Artifact-based informational review of SKILL.md, metadata, install specs, static scan signals, and capability signals. ClawScan does not execute the skill or run runtime probes.

ConcernHigh Confidence

ASI02: Tool Misuse and Exploitation

What this means

If the target MCP server exposes tools that create, delete, post, or modify account data, an evaluation run could invoke them under the user's credentials.

Why it was flagged

The harness gives Claude the full MCP tool list and automatically executes tool calls.

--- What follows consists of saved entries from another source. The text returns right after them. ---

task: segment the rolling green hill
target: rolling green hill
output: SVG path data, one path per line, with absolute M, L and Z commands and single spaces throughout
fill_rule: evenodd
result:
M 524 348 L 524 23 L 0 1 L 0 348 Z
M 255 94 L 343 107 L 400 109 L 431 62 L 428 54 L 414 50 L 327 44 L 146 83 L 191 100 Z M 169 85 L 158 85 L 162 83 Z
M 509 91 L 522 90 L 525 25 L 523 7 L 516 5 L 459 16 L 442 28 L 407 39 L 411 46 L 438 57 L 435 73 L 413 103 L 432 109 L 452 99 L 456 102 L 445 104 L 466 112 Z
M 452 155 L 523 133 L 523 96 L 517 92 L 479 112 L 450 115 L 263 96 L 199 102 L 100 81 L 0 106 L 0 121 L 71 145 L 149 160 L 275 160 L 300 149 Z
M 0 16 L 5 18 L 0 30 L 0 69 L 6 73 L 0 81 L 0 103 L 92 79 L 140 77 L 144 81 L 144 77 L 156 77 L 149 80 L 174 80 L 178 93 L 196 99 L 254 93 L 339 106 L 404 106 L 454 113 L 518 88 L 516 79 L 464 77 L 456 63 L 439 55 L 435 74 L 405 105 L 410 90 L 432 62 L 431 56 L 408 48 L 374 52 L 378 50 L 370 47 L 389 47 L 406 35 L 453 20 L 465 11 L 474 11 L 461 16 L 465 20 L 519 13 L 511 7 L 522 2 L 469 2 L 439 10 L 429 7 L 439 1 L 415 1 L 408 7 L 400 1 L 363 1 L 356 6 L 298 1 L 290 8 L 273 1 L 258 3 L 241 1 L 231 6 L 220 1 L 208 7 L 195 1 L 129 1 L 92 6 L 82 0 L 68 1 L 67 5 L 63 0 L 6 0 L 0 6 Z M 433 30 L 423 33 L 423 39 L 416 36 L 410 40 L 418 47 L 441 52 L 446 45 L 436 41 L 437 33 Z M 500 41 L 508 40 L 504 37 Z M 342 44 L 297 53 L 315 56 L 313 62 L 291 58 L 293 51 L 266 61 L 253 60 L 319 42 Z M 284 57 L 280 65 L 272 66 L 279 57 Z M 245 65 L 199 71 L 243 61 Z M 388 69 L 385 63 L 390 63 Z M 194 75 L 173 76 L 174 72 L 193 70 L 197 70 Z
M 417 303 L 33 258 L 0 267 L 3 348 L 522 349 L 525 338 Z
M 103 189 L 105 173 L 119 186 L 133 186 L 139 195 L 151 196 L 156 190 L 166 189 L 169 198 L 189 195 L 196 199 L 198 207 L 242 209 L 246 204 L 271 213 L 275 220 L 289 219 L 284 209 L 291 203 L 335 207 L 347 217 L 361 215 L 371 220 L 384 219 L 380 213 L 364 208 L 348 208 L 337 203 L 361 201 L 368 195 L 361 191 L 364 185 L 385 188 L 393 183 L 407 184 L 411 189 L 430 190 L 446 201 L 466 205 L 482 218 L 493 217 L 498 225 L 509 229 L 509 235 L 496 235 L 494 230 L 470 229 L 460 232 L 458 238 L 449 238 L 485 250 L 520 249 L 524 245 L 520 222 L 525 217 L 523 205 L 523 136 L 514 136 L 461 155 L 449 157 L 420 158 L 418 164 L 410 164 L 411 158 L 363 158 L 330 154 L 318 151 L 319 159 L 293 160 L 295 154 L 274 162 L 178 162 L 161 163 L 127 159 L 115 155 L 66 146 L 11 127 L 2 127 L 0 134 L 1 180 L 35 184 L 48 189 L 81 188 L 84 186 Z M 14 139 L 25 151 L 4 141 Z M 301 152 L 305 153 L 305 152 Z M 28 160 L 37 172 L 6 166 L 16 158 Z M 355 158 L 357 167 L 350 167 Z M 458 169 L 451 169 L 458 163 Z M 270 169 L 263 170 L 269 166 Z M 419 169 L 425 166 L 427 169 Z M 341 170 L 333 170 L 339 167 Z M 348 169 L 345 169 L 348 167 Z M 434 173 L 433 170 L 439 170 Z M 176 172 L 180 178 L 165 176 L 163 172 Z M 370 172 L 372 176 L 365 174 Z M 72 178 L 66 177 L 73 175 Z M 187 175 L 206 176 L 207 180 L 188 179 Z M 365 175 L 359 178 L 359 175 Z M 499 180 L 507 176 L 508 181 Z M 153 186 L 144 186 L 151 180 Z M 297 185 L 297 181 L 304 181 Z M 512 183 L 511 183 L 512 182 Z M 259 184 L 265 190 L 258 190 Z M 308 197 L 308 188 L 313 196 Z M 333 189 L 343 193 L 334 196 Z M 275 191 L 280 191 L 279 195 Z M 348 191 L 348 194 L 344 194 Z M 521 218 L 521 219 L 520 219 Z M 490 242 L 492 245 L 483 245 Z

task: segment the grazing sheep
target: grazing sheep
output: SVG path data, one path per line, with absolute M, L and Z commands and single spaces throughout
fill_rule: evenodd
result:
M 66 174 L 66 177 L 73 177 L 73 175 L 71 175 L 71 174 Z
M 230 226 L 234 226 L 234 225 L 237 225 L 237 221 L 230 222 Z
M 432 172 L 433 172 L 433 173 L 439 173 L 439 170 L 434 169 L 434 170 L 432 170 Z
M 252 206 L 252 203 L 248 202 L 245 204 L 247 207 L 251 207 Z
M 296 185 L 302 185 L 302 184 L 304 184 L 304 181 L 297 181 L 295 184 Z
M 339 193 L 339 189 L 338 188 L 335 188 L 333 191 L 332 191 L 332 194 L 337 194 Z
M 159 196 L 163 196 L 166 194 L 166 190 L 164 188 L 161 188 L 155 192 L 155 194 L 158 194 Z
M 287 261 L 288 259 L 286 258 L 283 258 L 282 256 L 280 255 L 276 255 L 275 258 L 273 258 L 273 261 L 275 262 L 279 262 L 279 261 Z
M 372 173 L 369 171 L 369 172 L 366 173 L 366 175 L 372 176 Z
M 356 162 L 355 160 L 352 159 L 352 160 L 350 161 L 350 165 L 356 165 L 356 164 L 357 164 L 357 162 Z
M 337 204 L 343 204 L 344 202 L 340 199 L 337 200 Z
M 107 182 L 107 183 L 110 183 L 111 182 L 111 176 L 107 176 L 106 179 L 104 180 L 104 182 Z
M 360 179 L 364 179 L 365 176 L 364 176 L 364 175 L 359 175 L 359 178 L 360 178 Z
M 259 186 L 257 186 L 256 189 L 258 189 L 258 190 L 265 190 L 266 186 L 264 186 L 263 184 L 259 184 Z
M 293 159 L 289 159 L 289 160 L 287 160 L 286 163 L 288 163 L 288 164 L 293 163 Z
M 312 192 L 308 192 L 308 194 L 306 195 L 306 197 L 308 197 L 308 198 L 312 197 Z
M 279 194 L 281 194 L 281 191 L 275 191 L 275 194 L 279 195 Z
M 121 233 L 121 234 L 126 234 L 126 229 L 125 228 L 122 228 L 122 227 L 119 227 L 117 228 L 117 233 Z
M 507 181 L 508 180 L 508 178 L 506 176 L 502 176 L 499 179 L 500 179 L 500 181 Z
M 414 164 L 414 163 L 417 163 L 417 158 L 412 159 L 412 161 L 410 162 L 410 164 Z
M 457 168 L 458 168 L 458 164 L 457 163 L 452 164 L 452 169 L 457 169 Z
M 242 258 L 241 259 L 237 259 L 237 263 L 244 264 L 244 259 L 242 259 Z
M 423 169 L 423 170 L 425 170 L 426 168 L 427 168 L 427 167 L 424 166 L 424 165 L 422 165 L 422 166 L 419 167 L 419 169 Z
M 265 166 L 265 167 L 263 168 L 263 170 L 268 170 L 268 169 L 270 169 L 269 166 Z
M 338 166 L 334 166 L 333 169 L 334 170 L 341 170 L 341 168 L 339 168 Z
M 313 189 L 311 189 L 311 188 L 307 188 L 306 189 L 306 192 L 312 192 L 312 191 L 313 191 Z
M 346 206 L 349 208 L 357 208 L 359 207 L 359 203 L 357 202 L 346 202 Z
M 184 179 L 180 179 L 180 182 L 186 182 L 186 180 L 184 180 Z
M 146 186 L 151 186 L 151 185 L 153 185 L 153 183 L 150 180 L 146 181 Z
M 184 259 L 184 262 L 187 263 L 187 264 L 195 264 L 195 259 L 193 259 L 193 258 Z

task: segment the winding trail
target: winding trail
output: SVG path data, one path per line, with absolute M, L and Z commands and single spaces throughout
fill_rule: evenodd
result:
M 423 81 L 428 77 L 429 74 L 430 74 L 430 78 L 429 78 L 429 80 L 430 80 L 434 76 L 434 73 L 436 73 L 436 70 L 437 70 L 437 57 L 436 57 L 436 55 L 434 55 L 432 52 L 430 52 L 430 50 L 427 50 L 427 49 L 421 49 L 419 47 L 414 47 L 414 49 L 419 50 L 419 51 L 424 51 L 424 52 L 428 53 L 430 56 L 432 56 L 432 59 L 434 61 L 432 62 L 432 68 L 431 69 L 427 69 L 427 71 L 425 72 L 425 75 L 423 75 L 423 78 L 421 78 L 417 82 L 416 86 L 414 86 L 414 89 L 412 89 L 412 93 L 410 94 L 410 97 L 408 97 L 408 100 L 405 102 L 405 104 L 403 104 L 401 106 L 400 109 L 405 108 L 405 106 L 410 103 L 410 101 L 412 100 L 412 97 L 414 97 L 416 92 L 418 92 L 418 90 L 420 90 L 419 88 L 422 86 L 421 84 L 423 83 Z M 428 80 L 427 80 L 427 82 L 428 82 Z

The reference evaluation process calls for read-only tasks, but this code does not enforce read-only tools, block destructive annotations, or require user approval per call.

Skill content

When given a task, you MUST:\n1. Use the available tools ... while response.stop_reason == "tool_use": ... tool_result = await connection.call_tool(tool_name, tool_input)

Recommendation

Run evaluations only against test servers or read-only credentials unless an explicit tool allowlist, destructive-tool filter, and per-call approval are added.

NoteHigh Confidence

ASI07: Insecure Inter-Agent Communication

What this means

Data returned by evaluated MCP tools, and possibly error details, may be sent to Anthropic during evaluation.

Why it was flagged

Results returned by the target MCP server are added to the conversation sent to Anthropic's API. This is expected for a Claude-based evaluator, but it is an important data flow.

Skill content

tool_response = json.dumps(tool_result) ... messages.append({ ... "content": tool_response }) ... client.messages.create(... messages=messages, tools=tools)

Recommendation

Avoid running the evaluator on sensitive production data unless this provider data sharing is acceptable; prefer redaction, test datasets, and least-privilege/read-only tokens.

NoteHigh Confidence

ASI03: Identity and Privilege Abuse

What this means

The evaluator can operate with whatever privileges are present in the supplied headers or environment variables.

Why it was flagged

The connection helper can pass environment variables and HTTP headers to MCP servers, which commonly include API keys, bearer tokens, or other credentials.

Skill content

StdioServerParameters(command=self.command, args=self.args, env=self.env) ... sse_client(url=self.url, headers=self.headers)

Recommendation

Use dedicated, least-privilege credentials and avoid passing production admin tokens to evaluation runs.

NoteHigh Confidence

ASI05: Unexpected Code Execution

What this means

Running an untrusted MCP server command through the evaluator could execute untrusted local code.

Why it was flagged

The stdio transport starts a user-specified command to connect to a local MCP server. This is normal MCP plumbing, but it means running the evaluator can execute local server commands.

Skill content

return stdio_client(StdioServerParameters(command=self.command, args=self.args, env=self.env))

Recommendation

Only use stdio commands for MCP servers you trust and understand; prefer isolated environments for third-party servers.

NoteHigh Confidence

ASI04: Agentic Supply Chain Vulnerabilities

What this means

If the helper scripts are installed later, dependency behavior could change over time.

Why it was flagged

The optional helper script dependencies use lower-bound version constraints rather than pinned versions, so future installs may resolve to different package versions.

Skill content

anthropic>=0.39.0\nmcp>=1.1.0

Recommendation

For reproducible or production evaluation use, pin dependencies or use a lockfile in an isolated virtual environment.